How can I get GCC to vectorize this simple copy loop with SSE instructions?

Question

This is a follow up to this question about getting GCC to optimize memcpy() in a loop; I've given up and decided to go the direct route of optimizing the loop manually.

I'm trying to stay as portable and maintainable as possible, though, so I'd like to get GCC to vectorize a simple optimized repeated copy-within-a-loop itself without resorting to SSE intrinsics. However, it seems to refuse doing so regardless of how much handholding I give it, despite the fact that the manually vectorized version (with the SSE2 MOVDQA instructions) is empirically up to 58% faster for small arrays (<32 elements) and at least 17% faster for larger ones (>=512).
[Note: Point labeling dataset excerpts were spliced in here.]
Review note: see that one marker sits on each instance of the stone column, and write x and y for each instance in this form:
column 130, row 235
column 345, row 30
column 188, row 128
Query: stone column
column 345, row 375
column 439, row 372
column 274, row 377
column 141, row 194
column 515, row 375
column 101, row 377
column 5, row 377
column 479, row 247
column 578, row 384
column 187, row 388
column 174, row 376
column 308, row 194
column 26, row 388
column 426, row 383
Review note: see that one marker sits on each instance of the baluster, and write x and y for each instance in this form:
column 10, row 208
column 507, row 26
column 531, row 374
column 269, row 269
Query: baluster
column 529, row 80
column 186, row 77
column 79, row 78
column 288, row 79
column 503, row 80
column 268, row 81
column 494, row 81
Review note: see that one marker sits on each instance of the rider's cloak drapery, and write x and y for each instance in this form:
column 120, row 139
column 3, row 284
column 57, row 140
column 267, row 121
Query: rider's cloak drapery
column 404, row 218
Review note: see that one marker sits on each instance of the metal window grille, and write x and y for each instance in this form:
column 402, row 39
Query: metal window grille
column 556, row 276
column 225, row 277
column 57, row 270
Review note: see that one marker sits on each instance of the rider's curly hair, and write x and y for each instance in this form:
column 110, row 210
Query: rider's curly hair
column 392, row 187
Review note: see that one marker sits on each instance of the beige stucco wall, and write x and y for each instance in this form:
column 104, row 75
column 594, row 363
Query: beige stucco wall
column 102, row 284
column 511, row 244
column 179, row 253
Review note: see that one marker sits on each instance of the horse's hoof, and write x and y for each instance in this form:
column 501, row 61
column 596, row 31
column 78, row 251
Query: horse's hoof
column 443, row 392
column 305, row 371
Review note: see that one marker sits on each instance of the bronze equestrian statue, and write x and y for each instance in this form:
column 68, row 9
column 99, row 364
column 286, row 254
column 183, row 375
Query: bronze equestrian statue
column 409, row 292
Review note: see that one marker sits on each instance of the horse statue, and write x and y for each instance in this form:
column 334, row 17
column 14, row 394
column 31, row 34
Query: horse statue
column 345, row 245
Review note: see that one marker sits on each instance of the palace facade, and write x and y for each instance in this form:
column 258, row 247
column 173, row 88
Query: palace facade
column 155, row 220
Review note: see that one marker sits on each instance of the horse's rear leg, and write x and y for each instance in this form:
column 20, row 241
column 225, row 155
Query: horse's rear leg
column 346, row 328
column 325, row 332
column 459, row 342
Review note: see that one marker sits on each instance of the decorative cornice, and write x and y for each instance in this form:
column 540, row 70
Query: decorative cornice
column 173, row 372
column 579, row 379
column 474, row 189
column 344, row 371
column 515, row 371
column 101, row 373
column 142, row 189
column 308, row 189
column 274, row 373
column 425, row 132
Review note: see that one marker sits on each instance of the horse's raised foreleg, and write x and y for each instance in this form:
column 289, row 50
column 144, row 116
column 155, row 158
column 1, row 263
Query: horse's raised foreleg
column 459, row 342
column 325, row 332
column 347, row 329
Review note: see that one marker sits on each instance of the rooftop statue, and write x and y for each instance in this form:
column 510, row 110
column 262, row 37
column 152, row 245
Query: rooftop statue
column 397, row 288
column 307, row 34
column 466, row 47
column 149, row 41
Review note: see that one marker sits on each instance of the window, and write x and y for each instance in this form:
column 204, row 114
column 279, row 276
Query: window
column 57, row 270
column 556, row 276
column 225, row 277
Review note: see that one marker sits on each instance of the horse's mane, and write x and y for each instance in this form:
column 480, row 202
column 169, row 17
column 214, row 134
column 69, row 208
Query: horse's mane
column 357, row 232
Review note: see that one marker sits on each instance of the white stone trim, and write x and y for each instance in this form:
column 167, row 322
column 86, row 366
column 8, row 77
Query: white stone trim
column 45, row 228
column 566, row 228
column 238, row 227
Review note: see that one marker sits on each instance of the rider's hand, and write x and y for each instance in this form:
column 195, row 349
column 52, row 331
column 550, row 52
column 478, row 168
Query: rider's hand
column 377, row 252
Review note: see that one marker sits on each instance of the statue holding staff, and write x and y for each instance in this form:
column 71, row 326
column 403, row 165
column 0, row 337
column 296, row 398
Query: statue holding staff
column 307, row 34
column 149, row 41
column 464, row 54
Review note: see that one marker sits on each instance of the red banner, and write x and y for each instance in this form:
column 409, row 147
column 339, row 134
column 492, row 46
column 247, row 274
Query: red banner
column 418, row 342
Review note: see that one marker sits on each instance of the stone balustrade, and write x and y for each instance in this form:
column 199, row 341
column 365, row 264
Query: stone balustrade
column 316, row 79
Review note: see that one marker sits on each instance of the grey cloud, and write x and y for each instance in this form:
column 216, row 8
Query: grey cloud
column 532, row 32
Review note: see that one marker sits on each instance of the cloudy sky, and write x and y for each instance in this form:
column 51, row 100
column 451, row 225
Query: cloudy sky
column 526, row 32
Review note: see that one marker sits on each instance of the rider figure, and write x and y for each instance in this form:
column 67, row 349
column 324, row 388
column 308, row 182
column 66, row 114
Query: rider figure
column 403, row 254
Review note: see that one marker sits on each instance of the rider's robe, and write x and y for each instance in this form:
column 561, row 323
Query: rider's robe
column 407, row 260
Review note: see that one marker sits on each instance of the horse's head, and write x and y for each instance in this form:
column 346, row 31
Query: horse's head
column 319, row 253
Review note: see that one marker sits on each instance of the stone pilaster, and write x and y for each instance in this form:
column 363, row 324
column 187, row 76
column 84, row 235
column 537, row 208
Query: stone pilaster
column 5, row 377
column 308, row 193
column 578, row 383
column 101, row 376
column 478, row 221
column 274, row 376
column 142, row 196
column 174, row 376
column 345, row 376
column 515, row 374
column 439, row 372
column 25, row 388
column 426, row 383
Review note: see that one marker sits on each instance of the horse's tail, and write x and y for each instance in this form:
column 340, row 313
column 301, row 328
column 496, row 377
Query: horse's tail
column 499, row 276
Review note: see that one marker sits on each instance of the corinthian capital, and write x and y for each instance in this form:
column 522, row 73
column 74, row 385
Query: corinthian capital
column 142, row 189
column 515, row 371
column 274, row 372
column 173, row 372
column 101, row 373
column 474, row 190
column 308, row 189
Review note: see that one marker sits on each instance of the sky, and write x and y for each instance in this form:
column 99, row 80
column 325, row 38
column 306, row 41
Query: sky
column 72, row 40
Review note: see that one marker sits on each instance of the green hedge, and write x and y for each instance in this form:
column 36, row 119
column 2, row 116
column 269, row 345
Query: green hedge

Here's the version that isn't manually vectorized (with as many hints as I could think of to tell GCC to vectorize it):

__attribute__ ((noinline))
void take(double * out, double * in,
          int stride_out_0, int stride_out_1,
          int stride_in_0, int stride_in_1,
          int * indexer, int n, int k)
{
    int i, idx, j, l;
    double * __restrict__ subout __attribute__ ((aligned (16)));
    double * __restrict__ subin __attribute__ ((aligned (16)));
    assert(stride_out_1 == 1);
    assert(stride_out_1 == stride_in_1);
    l = k - (k % 8);
    for(i = 0; i < n; ++i) {
        idx = indexer[i];
        subout = &out[i * stride_out_0];
        subin = &in[idx * stride_in_0];
        for(j = 0; j < l; j += 8) {
            subout[j+0] = subin[j+0];
            subout[j+1] = subin[j+1];
            subout[j+2] = subin[j+2];
            subout[j+3] = subin[j+3];
            subout[j+4] = subin[j+4];
            subout[j+5] = subin[j+5];
            subout[j+6] = subin[j+6];
            subout[j+7] = subin[j+7];
        }
        for( ; j < k; ++j)
            subout[j] = subin[j];
    }
}

And here's my first attempt at manual vectorization, which I used for comparing performance (it could definitely be improved further, but I just wanted to test the most naive transformation possible):

__attribute__ ((noinline))
void take(double * out, double * in,
          int stride_out_0, int stride_out_1,
          int stride_in_0, int stride_in_1,
          int * indexer, int n, int k)
{
    int i, idx, j, l;
    __m128i * __restrict__ subout1 __attribute__ ((aligned (16)));
    __m128i * __restrict__ subin1 __attribute__ ((aligned (16)));
    double * __restrict__ subout2 __attribute__ ((aligned (16)));
    double * __restrict__ subin2 __attribute__ ((aligned (16)));
    assert(stride_out_1 == 1);
    assert(stride_out_1 == stride_in_1);
    l = (k - (k % 8)) / 2;
    for(i = 0; i < n; ++i) {
        idx = indexer[i];
        subout1 = (__m128i*)&out[i * stride_out_0];
        subin1 = (__m128i*)&in[idx * stride_in_0];
        for(j = 0; j < l; j += 4) {
            subout1[j+0] = subin1[j+0];
            subout1[j+1] = subin1[j+1];
            subout1[j+2] = subin1[j+2];
            subout1[j+3] = subin1[j+3];
        }
        j *= 2;
        subout2 = &out[i * stride_out_0];
        subin2 = &in[idx * stride_in_0];
        for( ; j < k; ++j)
            subout2[j] = subin2[j];
    }
}

(The actual code is only slightly more complicated to handle some special cases, but not in the way that affects GCC vectorization, since even the versions given above don't vectorize either: my test harness can be found on LiveWorkspace)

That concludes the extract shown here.